Recently, two announcements have set society on a collision course with electric vehicles.
Volvo to go all electric by 2019
Volvo, thanks to a reputation for safety and comfort, remains one of the most popular automotive marques around the world. So if they say that by 2019, every one of its models will be a hybrid or an electric car, then we have to assume the technology is mature, safe and ready for prime time.
While this might create a flourishing second-hand market for older Volvos like the XC60 SUV or S90 saloon for those who demand a petrol or diesel option. For the rest of society, it will mark the starting gun that triggers the end of the gas guzzling era.
Unless the transition proves a total PR and sales disaster, other car makers will follow suit, if not in 2019, but within a few years, While new electric car brands for self-driving cars and city runabout “pod” vehicles and even flying cars will all take this as proof that their time has come.
Volvo’s plans include the launch of five fully electric cars between 2019 and 2021, three of which will be Volvo models and two of which will be high performance electrified cars from Polestar, Volvo Cars’ performance car arm. Full details of these models will be announced at a later date.

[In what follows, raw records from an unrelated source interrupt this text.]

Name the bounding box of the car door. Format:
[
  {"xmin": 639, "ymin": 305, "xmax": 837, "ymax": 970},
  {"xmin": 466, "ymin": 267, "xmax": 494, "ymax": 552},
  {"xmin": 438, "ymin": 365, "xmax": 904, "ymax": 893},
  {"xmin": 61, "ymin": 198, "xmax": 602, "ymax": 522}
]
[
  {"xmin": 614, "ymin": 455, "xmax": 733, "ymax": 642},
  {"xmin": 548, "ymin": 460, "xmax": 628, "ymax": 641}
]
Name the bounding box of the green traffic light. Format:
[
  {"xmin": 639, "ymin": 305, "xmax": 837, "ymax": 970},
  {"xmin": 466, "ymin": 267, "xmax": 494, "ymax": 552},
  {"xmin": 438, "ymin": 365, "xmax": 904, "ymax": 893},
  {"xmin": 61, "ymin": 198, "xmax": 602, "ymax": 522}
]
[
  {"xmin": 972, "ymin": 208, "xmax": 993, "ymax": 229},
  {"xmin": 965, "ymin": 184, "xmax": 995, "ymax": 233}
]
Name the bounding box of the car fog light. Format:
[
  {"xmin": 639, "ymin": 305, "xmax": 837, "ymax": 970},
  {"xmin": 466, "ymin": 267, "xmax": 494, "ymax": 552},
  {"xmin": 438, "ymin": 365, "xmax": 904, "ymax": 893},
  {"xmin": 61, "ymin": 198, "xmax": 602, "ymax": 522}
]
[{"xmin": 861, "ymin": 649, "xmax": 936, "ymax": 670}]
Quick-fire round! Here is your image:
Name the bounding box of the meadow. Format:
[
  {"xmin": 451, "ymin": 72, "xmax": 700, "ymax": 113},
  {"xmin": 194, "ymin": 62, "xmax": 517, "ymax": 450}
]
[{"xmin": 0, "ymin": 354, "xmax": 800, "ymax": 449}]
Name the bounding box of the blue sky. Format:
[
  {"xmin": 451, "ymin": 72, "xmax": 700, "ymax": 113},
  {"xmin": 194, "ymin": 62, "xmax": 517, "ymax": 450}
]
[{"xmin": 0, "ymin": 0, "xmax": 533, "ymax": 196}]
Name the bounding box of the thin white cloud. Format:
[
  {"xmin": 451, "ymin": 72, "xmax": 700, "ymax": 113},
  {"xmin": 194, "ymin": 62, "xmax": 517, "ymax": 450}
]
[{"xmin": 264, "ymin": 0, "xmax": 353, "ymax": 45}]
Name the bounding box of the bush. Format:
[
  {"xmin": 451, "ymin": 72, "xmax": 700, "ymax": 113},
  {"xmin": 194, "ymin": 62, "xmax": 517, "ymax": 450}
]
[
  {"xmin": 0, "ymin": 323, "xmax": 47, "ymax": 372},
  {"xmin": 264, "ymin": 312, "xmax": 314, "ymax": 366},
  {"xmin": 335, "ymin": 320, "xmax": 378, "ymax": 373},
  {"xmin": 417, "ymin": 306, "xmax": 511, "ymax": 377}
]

“This is about the customer,” said Håkan Samuelsson, president, and chief executive. “People increasingly demand electrified cars and we want to respond to our customers’ current and future needs. You can now pick and choose whichever electrified Volvo you wish.”
Yet, some would consider this more of going all hybrid rather than going all electric. What do you think?
France goes all in on EVs
Even further into the future, and something more of a political nod to the inevitable rather than a solid event, France is committing to an all electric future on its roads. Those pastoral valleys and mountain treks that are currently whizzing by in the Tour de France will be home to nothing but electric vehicles by 2040 if the political commitment holds.
If a whole country goes electric, especially in green-focused Europe, then the entire continent could follow, and the buying pressure alone could sway every car maker in the world to switch to electric vehicle production.
While it will take many years and a good few scrappage schemes to rid the world of gas-guzzlers, the clock is ticking, and our children will soon see the internal combustion engine as nothing more than a museum piece.